GoGuardian is looking to design, build, and continuously improve its Analytics and AI/ML ecosystem by hiring a Data Engineer II to enhance its core data platform.
Requirements
- Proficiency in Python and SQL, with experience in PySpark, pandas, or similar data processing frameworks.
- Experience with DBT
- Experience with modern data warehousing and lakehouse platforms, preferably Databricks.
- Hands-on experience with workflow orchestration tools such as Airflow, Dagster, or Prefect.
- Strong understanding of data modeling, ETL design, and distributed data systems.
- Experience with AWS data and compute services (S3, Lambda, ECS, CloudWatch, etc.) or equivalent cloud platforms.
- Familiarity with MLOps concepts (e.g., feature stores, model registries, CI/CD for ML).
Responsibilities
- Design, build, and optimize ETL pipelines that power analytics, data science, and ML workflows using tools such as Databricks, PySpark, and Airflow.

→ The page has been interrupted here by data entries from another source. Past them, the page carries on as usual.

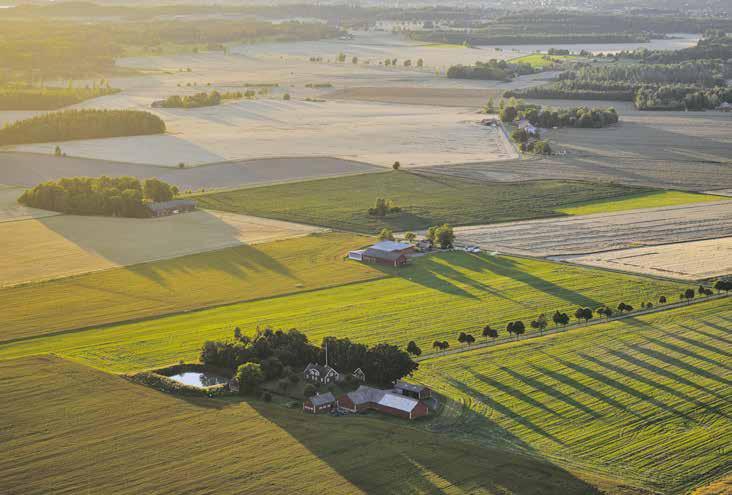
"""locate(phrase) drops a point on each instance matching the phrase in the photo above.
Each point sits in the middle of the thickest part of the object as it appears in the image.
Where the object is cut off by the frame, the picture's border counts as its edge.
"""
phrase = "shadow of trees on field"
(378, 454)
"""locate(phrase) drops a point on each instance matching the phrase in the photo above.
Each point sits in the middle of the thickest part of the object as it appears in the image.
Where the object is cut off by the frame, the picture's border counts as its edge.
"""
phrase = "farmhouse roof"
(410, 386)
(323, 370)
(365, 395)
(390, 246)
(384, 255)
(322, 399)
(400, 402)
(174, 203)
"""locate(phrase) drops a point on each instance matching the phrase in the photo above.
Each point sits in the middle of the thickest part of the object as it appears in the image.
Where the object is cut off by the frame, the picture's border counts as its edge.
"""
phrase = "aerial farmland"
(275, 248)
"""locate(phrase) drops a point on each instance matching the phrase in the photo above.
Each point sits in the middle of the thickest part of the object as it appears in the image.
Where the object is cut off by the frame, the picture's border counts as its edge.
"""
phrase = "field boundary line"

- Develop and maintain labeling and retraining pipelines for machine learning models, ensuring quality, reproducibility, and observability.

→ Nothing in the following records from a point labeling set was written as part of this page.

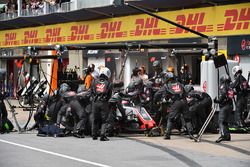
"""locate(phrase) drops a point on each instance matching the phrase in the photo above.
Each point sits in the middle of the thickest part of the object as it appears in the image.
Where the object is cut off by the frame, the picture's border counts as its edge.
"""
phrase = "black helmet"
(63, 88)
(138, 83)
(46, 98)
(135, 71)
(81, 88)
(156, 63)
(67, 96)
(169, 76)
(130, 87)
(224, 79)
(116, 98)
(188, 88)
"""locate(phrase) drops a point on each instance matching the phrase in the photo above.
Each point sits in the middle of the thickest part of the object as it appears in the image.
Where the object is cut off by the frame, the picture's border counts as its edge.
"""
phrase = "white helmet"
(105, 71)
(236, 69)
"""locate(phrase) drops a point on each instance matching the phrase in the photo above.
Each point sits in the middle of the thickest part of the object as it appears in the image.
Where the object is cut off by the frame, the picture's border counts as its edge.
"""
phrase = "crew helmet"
(169, 76)
(63, 88)
(236, 69)
(170, 69)
(106, 72)
(46, 97)
(81, 89)
(224, 78)
(188, 88)
(157, 65)
(138, 83)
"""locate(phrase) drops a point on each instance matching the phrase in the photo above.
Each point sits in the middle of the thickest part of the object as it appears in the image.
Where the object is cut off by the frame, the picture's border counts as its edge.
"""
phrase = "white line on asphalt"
(56, 154)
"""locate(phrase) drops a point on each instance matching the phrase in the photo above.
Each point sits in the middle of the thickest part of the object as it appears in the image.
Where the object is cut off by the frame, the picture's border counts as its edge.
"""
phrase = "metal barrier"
(65, 7)
(93, 3)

- Implement and support MLOps practices, including model versioning, CI/CD for ML, and model monitoring in production environments.
- Collaborate with data scientists to productionize and scale model training, inference, and evaluation pipelines.

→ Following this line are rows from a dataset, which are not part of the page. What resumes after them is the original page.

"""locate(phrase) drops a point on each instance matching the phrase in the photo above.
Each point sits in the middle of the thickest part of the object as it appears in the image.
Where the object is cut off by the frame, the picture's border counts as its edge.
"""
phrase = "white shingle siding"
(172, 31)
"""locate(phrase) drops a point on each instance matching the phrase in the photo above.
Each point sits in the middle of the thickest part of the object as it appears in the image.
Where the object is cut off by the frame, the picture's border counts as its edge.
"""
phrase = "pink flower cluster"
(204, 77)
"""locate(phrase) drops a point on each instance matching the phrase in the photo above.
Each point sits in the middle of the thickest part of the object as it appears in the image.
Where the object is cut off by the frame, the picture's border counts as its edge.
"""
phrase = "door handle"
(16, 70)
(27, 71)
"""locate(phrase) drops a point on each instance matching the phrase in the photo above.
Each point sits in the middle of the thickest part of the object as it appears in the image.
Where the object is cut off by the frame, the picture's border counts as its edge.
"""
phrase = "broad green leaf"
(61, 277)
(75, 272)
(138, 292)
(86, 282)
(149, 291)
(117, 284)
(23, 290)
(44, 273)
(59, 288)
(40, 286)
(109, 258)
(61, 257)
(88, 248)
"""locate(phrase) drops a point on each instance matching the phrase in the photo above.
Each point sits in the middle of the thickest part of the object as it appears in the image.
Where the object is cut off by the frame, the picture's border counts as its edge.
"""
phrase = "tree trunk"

- Contribute to the design and evolution of the data lakehouse, including schema design, partitioning strategies, and performance optimization.
- Document and communicate data architecture, lineage, and dependencies to ensure transparency and maintainability across teams.
- Champion data quality and governance, ensuring that datasets are accurate, well-structured, and compliant with organizational standards.
Other
- 2–4 years of experience building and operating large-scale data systems, ideally supporting analytics and ML workloads.
- Experience using Infrastructure as Code, preferably Terraform.
- Excellent problem-solving, collaboration, and communication skills; comfortable working in a dynamic, fast-paced environment.
- Bachelor’s degree in Computer Science, Engineering, or related field.
- Remote work